Seeing him share the stage amongst young creatives with not a single feeling of classism or gatekeeping felt wholly organic, inspiring, and true to Vancouver's historically deep punk roots. "What I care about is making good art and as far as I can tell so do a lot of other people in his city, so I feel like most of us are on the same page. I love making music and if I inspire other people to make music I think that’s dope." "Even though it was short-lived, Icefest was definitely somewhat of a special series of events in the scope of young DIY musicians in Vancouver, and Blank Banshee played a really pivotal role in the 2nd Installment." Young Vancouver producer, rapper and Icefest organizer Isaiah Bonette, explains. "We were so super stoked to have him."Bonette, who goes by Hermit, along with other artists like Kyross and Slippery Jibberish, are part of the upcoming wave of underground electronic producers making their mark in Vancouver, and are pivotal to the accessible spaces that underground music can provide to the lower-income creatives and young artists in the city.

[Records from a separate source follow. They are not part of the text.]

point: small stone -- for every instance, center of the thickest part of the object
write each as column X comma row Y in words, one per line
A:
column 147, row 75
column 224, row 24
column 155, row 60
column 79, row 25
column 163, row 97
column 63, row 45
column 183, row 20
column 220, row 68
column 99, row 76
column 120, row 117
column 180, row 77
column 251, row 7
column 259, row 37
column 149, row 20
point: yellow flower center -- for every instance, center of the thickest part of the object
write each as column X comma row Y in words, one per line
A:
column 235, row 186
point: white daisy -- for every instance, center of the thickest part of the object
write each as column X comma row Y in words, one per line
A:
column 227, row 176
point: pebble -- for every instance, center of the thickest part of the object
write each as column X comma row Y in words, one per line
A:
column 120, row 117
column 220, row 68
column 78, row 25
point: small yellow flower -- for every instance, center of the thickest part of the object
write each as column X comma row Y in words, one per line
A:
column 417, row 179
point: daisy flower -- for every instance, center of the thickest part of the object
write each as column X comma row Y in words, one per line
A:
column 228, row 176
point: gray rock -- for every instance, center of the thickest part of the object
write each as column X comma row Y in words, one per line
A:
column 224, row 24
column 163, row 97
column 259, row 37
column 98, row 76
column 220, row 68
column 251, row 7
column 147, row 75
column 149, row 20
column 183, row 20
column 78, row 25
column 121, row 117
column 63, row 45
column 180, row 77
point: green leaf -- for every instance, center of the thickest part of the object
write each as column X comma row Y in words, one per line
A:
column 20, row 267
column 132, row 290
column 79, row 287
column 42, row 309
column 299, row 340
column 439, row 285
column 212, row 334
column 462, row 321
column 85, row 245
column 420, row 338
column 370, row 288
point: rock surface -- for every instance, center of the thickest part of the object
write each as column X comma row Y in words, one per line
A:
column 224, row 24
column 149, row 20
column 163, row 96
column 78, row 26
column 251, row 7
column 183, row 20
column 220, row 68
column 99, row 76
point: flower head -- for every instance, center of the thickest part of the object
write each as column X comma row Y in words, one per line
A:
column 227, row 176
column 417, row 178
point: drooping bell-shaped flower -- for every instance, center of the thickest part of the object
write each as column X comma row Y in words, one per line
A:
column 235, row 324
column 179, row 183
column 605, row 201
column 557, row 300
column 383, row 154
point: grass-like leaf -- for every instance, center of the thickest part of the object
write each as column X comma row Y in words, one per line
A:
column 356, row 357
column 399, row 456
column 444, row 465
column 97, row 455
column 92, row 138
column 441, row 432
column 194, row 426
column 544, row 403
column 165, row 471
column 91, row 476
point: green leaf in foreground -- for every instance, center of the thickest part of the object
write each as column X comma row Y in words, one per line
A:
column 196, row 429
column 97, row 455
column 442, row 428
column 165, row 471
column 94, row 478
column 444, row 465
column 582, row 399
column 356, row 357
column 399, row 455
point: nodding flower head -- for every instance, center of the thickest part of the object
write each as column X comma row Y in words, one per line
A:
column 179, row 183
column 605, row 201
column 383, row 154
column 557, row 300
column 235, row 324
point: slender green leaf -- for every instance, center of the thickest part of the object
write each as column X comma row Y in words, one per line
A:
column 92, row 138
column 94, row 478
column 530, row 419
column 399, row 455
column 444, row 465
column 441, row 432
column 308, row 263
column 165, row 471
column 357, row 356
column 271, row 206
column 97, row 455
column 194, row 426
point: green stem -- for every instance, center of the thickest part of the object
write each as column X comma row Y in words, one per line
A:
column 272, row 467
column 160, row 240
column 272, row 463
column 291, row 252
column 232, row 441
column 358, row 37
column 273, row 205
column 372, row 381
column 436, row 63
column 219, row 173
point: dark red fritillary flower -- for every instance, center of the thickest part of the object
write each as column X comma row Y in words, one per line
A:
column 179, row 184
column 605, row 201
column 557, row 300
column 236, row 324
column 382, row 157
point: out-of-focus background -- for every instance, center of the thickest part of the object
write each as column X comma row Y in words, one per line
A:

Whether it's Blank Banshee's swirly trap beats that draw you to vaporwave, raw vocoder-happy cloud rappers experimenting with the sounds the genre produces, or the original uncomfortable droned-out samples that dominated the earlier period of the genre, it's clear that the art movement that belongs to today's anxious 20 somethings plays heavily with the themes of hollow consumer culture of the last few decades, and whether its tongue-in-cheek or not, ironic iPhone samples amongst trap beats can make intoxicating sounds. "When someone says they listen to something ironically what they really mean is they subconsciously like it and haven’t admitted it to themselves yet."
Maybe that's why we can't get the funk of sampled 90's jingles for Pepsi out of our heads.